Aimlessly roaming around the dusty town of Kaza, I asked a travel agent for a map of Spiti. He suggested I check out Key Monastery, an hour away from Kaza, and spend the night there. He couldn’t confirm whether women were allowed to stay at the monastery. But, I hopped on the last bus to this marooned mountaintop with only hopes and prayers to get me a lodging there.
Fortunately, I was taken in amidst a lot of excitement. In between a splitting altitude induced headache and nervousness of finding myself in a space so alien to me, I was shown to a small room with rows of empty beds illuminated by a single incandescent light bulb.
Stark opposite to this humble setting was the dramatic mountains outside. Unhindered and unapologetic the mountains surged around the monastery – silent, but watchful. The sky was at the burning end of the day, a brilliant red and orange, while the last of the plump day clouds cast irregular shadows across these naked mountains. It is impossible to feel anything but humbled to see such forces at play.
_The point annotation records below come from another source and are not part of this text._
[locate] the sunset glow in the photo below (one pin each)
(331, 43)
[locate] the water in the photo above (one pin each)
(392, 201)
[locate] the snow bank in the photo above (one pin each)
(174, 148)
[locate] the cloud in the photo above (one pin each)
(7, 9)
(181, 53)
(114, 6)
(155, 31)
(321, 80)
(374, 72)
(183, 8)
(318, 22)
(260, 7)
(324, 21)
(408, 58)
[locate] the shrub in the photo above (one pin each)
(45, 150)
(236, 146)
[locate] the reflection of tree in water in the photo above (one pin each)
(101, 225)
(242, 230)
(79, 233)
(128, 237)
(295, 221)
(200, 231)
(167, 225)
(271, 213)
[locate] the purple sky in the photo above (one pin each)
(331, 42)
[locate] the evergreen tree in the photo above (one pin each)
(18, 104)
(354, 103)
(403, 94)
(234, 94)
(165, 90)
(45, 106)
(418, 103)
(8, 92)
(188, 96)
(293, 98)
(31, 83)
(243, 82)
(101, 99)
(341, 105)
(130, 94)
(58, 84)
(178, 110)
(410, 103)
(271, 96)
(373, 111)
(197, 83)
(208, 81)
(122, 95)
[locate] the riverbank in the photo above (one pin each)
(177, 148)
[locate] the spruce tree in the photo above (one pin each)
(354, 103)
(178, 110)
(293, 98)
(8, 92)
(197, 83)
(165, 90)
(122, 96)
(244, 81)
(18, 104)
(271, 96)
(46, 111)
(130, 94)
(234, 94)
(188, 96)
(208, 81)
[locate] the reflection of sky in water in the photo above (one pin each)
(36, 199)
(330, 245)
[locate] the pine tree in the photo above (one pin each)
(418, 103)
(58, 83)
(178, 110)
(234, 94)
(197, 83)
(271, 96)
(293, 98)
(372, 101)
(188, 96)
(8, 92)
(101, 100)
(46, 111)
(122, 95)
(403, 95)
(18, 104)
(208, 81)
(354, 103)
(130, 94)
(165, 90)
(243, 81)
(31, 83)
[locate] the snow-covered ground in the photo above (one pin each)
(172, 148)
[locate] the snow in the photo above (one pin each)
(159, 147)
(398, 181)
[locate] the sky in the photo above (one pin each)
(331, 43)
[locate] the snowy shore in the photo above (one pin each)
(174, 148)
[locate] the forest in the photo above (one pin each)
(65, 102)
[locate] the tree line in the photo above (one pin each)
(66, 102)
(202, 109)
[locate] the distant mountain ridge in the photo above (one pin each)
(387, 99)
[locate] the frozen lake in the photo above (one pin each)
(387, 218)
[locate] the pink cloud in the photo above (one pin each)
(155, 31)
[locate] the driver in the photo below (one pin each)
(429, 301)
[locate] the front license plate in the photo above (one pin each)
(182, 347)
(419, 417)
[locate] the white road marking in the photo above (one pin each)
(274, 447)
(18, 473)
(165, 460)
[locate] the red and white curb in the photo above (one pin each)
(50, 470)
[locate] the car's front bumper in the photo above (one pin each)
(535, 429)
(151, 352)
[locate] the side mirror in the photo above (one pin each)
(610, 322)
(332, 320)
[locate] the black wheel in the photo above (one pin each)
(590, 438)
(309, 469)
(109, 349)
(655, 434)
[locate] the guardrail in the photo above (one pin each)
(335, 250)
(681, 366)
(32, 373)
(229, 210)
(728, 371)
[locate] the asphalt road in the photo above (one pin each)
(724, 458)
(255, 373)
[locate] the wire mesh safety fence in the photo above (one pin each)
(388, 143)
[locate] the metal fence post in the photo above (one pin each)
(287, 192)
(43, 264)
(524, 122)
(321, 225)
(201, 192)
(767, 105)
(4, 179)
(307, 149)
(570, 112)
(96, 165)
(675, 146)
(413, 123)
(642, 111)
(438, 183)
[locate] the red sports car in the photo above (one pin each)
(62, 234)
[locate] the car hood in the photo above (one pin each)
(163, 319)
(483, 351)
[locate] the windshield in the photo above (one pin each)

Nature’s theatrics almost made me weep.
“Yes, I am here and seeing this,” I reminded myself. It took every ounce of courage for me to come so far off on my own and it was right there that I realised what I had done. I had travelled all the way from humid Pondicherry to the land of Gods and Goddesses and I did it all on my own, without a hair out of place. I was the only woman boarder in the monastery, but my gut said I was safe. Rest was unto the universe to take care of.
The head monks took a keen interest in me as they thought I was a journalist, and I was invited for a humble dinner of thick mountain rice in chickpea broth.
While they sat on a long bench and ate their share from small bowls while speaking about the affairs of the monastery, I took the scene around me. I was in a centuries old kitchen with soot sodden walls and pots and pans, there was only one small window in the room and a gentle fire was burning to keep the room cosy. The young monks ate outside on the terrace, broke all codes of monk-like silence, wolfed down their portions and lined up for seconds and thirds before I could work through half of my meal.
After dinner I was taken to the reading hall of the young monks, who were busy fighting and playing with each other than studying. “She is your new teacher,” an older monk announced pointing towards me, hoping to bring some order in the room. Immediately the fighters and players took to their books and started humming their lessons as if they were chanting their mantras. I still remember the sleepy faces of the young monks, some as young as five, looking curiously at me as they hummed in the dimly lit hall with moths dancing over their shaved heads.
Time passes ultra slow in such places. It was only 8:30 pm when I returned to my room. All noise had died down and the surrounding mountains under the night sky looked malicious. I shivered at the thought of seeing something I didn’t want to see, but the goal of the trip was to push my limits, remember? I bundled up all my courage and took the stairs down the open courtyard. What I saw stunned me.
I bet you have seen the night sky in the mountains. But have you seen it at an altitude of 4,166 meters above sea level? The sky is heavily blanketed with stars, big and small, and the Milky Way arcs across the globe. It’s not a top of the world feeling. It is a surreal sensation that you are at the edge of the world. Like you can take two giant leaps, and disappear into the sky. The city girl in me feared and craved it.
There was no human noise around me. The only sound was of my breath and the wind creeping up the monastery walls. The rocky mountains in front stood silently in dark shadows, and the thickly populated sky stretched above me. I went into a spiritual trance and felt as though I was one with the universe. All sorts of fears melted and a happy calm descended.
Back in the room sleep eluded me. The only flickering bulb was giving up. The wind angrily breathed up and down the door. As I cursed the altitude for ruining my sleep, I drew my legs close to my body. The silence was deafening. In the end when the light was finally switched off, I feverishly began counting imaginary little white sheep in a hopeful attempt of falling asleep.
Outside the stars slipped and came down as snowflakes.